In Western Europe, it is barely noticed that the movable feast of Easter is not universally celebrated on one day each year. Nor does the fact that “Western” and “Orthodox” Easters move on different paths cause significant problems. But at the eastern end of the Mediterranean, it is a very different story.
On my first visit to Syria exactly 20 years ago, the Western and Orthodox calendars were not aligned. In fact, the two feasts of Easter were over a month apart. On the day of “Catholic” or “Western” Easter, as it was known locally, there was a knock on the door of my apartment. I opened the door to find a beautiful bouquet of flowers shyly thrust at me by Salah, my Kurdish florist friend, who muttered: “For your Easter,” before retreating hastily. Perhaps he thought I might mistake this gesture for a romantic act …

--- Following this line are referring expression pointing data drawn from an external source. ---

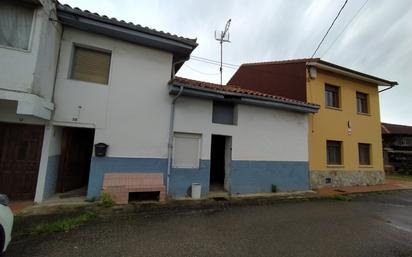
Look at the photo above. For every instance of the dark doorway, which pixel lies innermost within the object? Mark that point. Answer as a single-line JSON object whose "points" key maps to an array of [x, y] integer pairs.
{"points": [[219, 162], [76, 154], [20, 152]]}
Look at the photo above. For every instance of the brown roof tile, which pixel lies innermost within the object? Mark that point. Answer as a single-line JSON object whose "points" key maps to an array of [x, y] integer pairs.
{"points": [[388, 128], [236, 89]]}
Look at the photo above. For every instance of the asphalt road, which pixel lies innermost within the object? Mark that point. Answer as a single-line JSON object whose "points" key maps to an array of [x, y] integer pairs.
{"points": [[372, 225]]}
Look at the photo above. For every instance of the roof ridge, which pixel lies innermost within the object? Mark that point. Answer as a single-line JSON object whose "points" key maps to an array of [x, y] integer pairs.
{"points": [[281, 61], [238, 89], [66, 7]]}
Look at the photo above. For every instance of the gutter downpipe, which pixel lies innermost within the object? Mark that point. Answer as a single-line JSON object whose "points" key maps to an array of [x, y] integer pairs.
{"points": [[391, 86], [171, 129]]}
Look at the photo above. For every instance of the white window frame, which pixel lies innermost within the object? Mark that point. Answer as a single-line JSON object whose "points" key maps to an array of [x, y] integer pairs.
{"points": [[191, 136]]}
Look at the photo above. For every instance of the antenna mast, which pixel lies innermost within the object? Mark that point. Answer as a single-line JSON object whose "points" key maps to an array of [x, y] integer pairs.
{"points": [[222, 36]]}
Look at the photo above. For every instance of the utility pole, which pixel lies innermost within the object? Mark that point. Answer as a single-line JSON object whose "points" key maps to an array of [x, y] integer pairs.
{"points": [[222, 36]]}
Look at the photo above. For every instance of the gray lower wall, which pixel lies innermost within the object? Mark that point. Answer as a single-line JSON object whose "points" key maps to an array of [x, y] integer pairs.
{"points": [[341, 178], [259, 176], [245, 176]]}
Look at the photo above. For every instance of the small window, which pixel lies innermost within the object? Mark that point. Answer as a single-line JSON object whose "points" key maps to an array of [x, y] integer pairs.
{"points": [[186, 150], [364, 154], [362, 102], [90, 65], [15, 24], [332, 96], [334, 152], [223, 113]]}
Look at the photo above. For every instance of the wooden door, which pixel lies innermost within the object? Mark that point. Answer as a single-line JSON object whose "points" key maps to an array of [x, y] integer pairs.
{"points": [[77, 148], [20, 152]]}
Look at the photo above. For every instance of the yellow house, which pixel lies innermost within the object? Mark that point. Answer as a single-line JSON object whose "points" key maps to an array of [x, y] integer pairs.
{"points": [[345, 145]]}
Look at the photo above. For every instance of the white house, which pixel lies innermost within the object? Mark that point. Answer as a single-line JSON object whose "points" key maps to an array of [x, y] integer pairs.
{"points": [[115, 84]]}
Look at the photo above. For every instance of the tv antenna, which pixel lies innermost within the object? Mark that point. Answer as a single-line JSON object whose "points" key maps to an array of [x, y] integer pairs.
{"points": [[222, 36]]}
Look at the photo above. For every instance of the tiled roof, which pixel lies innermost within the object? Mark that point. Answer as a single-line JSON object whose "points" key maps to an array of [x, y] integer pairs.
{"points": [[122, 23], [236, 89], [388, 128]]}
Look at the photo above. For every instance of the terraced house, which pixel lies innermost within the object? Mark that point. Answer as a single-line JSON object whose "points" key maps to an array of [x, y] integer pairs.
{"points": [[86, 98], [345, 143]]}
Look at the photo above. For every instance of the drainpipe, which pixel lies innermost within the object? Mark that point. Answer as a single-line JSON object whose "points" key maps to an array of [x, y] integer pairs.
{"points": [[171, 129], [390, 87]]}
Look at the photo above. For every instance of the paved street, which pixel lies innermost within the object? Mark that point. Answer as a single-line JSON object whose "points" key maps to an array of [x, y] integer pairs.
{"points": [[372, 225]]}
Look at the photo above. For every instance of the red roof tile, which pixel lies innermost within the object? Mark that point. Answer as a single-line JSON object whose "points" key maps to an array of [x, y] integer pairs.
{"points": [[236, 89], [388, 128]]}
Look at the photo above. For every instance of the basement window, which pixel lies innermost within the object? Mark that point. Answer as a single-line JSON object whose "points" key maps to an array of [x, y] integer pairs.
{"points": [[334, 152], [224, 113]]}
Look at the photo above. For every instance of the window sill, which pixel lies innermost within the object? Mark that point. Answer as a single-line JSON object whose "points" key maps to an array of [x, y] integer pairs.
{"points": [[364, 114], [88, 82], [15, 49], [334, 166], [365, 166], [333, 108]]}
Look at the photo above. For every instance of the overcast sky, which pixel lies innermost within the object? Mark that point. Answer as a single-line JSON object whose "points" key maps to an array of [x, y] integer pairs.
{"points": [[377, 41]]}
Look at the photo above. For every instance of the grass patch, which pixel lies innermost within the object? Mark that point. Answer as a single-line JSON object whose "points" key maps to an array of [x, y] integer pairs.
{"points": [[63, 225], [106, 200]]}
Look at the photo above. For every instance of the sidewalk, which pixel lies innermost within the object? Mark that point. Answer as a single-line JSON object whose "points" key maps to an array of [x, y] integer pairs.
{"points": [[390, 185], [57, 205]]}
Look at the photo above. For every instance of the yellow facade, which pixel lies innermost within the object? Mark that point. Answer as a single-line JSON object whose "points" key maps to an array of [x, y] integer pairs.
{"points": [[334, 123]]}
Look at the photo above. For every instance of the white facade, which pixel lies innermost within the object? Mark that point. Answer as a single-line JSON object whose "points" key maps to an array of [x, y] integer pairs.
{"points": [[131, 113], [261, 134]]}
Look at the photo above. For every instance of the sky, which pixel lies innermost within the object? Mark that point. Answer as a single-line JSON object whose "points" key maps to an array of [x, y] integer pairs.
{"points": [[371, 36]]}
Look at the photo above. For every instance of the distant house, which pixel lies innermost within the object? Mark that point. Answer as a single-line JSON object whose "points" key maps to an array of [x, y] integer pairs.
{"points": [[345, 145], [79, 79], [397, 147]]}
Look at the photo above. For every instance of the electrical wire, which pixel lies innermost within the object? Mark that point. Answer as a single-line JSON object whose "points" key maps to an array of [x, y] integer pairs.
{"points": [[214, 61], [330, 27], [201, 72], [347, 25]]}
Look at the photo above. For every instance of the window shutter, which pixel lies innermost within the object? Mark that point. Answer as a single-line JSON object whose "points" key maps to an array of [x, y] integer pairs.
{"points": [[91, 65]]}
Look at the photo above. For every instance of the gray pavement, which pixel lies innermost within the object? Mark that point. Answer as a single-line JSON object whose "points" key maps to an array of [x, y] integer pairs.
{"points": [[370, 225]]}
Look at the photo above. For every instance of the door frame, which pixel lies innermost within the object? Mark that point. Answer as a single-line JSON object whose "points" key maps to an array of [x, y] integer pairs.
{"points": [[227, 160]]}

The next week he asked me why Christians had two Easters. And what was the religious meaning of this strange duplication? But even 20 years later, I struggle to understand the arcane process by which the liturgical year is calculated.

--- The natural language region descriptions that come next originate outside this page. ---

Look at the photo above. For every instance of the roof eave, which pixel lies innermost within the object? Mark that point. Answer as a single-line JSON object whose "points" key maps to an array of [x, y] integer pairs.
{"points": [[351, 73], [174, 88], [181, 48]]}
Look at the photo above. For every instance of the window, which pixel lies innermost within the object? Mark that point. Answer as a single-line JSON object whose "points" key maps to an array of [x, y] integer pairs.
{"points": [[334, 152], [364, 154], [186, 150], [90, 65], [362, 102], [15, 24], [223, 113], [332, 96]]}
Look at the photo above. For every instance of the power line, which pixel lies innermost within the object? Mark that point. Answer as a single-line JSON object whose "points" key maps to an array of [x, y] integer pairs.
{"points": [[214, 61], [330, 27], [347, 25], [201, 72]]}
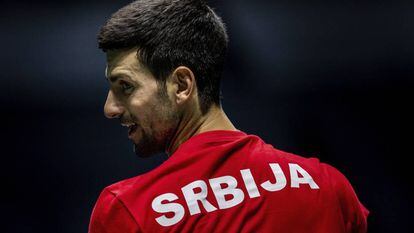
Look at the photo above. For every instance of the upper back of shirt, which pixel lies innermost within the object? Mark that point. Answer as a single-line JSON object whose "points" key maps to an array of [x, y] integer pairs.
{"points": [[227, 181]]}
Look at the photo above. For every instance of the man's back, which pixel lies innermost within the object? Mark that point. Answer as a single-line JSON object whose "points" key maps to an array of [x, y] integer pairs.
{"points": [[227, 181]]}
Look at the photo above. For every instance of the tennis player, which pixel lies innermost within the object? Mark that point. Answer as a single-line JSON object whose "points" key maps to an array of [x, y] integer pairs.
{"points": [[164, 65]]}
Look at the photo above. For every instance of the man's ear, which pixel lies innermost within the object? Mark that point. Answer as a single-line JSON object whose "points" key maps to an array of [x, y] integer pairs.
{"points": [[184, 80]]}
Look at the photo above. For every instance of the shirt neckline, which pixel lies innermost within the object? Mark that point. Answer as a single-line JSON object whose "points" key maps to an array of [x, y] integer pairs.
{"points": [[208, 136]]}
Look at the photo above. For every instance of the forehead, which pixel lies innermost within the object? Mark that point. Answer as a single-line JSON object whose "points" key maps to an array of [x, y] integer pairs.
{"points": [[124, 62]]}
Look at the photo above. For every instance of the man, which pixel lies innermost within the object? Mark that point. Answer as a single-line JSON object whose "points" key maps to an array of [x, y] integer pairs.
{"points": [[164, 62]]}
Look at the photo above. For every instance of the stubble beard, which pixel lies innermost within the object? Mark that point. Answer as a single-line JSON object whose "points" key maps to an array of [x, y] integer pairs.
{"points": [[155, 140]]}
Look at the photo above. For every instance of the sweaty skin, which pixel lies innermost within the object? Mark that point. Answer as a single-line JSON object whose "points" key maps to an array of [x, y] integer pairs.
{"points": [[165, 116]]}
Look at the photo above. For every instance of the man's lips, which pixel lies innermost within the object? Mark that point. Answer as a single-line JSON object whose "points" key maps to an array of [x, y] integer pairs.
{"points": [[131, 130]]}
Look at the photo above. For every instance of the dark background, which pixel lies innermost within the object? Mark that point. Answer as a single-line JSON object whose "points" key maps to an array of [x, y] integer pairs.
{"points": [[331, 79]]}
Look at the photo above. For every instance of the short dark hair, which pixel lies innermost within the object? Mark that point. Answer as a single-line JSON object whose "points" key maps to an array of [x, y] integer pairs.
{"points": [[170, 33]]}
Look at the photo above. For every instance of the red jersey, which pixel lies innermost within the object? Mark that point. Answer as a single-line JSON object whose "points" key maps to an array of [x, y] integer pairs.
{"points": [[228, 181]]}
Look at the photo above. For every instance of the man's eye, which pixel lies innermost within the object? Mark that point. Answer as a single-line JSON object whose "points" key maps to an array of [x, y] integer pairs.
{"points": [[126, 87]]}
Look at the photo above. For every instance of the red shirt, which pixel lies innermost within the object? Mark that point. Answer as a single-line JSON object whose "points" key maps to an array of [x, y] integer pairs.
{"points": [[228, 181]]}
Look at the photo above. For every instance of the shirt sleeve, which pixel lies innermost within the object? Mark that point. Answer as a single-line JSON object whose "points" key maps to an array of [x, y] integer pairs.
{"points": [[111, 216], [353, 211]]}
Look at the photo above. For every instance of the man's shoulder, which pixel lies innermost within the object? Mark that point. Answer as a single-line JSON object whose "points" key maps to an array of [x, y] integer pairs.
{"points": [[121, 187]]}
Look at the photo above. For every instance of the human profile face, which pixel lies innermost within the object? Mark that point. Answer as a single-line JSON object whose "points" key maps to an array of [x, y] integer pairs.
{"points": [[140, 102]]}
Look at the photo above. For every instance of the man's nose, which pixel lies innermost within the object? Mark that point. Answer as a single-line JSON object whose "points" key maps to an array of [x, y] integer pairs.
{"points": [[113, 108]]}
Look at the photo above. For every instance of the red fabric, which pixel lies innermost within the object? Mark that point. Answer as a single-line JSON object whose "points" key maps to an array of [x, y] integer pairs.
{"points": [[330, 206]]}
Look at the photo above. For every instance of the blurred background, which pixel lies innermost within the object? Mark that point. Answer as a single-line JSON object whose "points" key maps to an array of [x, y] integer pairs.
{"points": [[331, 79]]}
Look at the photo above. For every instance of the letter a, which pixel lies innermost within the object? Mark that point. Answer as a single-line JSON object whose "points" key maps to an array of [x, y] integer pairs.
{"points": [[305, 179]]}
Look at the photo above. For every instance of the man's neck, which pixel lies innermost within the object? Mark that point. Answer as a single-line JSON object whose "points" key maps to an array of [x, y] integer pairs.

There is no way to explain to someone why the dates are reckoned differently without entering into the hairsplitting minutiae of historical intra-Christian conflict. At the time, I just shrugged and thought no more about it.
But over the years I have come to realise just how much it does matter – particularly in the Middle East. In this region, the Christian minorities of Syria, Iraq, Palestine and Jordan, and the larger Christian population of Lebanon, face a series of existential crises.
Wars wage in Syria and Iraq; Lebanon and Jordan wrestle with an almost unprecedented influx of refugees, and Palestinian Christians struggle to survive in the continuing Arab-Israeli conflict.
What would be helpful would be some kind of intra-Christian solidarity to bind them together. Living in Aleppo, I counted more than 12 Christian denominations in that city alone. I even discovered that my landlady was a Palestinian Quaker.
I later learned to appreciate the generous ecumenical attitude of Syrian Christian society, which was apparent at all levels of society. But this sense of cooperation had a weakness – Easter. However cordial relations were, it was hard to convince the rest of the world of your Christian solidarity if you couldn’t even agree on which date to celebrate the festival at the heart of the faith.
In Syria, there was one famous phenomenon that Christians of all denominations anticipated, and which only occurred on those special years of a single Easter date. Myrna Nazzour, the keeper of the miraculous icon known as Our Lady of Soufanieh, received the stigmata (sensations of pain in locations corresponding to the crucifixion wounds of Jesus Christ). When she returned to consciousness after each of these episodes, she would say the Virgin Mary had appeared to her with a simple message: that Christians must heal their internal divisions and come together to serve Christ.
Has Myrna’s message from the Virgin been heeded? Well, last year talks were opened once again with the Archbishop of Canterbury rather hopefully predicting that this ancient problem should be resolved within five to ten years. Without calendar reform, we will not have another united Easter after 2017 until 2034.
And given the ferocity of various other Church conflicts at the moment, it seems to me that the question is unlikely to be resolved in the next 50 years. So this year, Christians of all denominations should come together and celebrate worshipping in a truly ecumenical manner in communion with all the Christians in the world. After all, it will be almost two decades before such an opportunity comes around again.
And the flowers from Salah? No, I wasn’t mistaken. He was not trying to change our platonic friendship. In fact, he had worked out that a Syrian Orthodox priest regularly came to my apartment to teach me Syriac. After seeing the lovely bouquet on my dining room table, Father Antoun gave Salah the contract to supply the Easter flowers to Mar Georgios Church. It was a major coup for a Kurd to win one of the most coveted contracts of the year. And I like to think of it as me doing my little bit for intra-communal relations in Aleppo.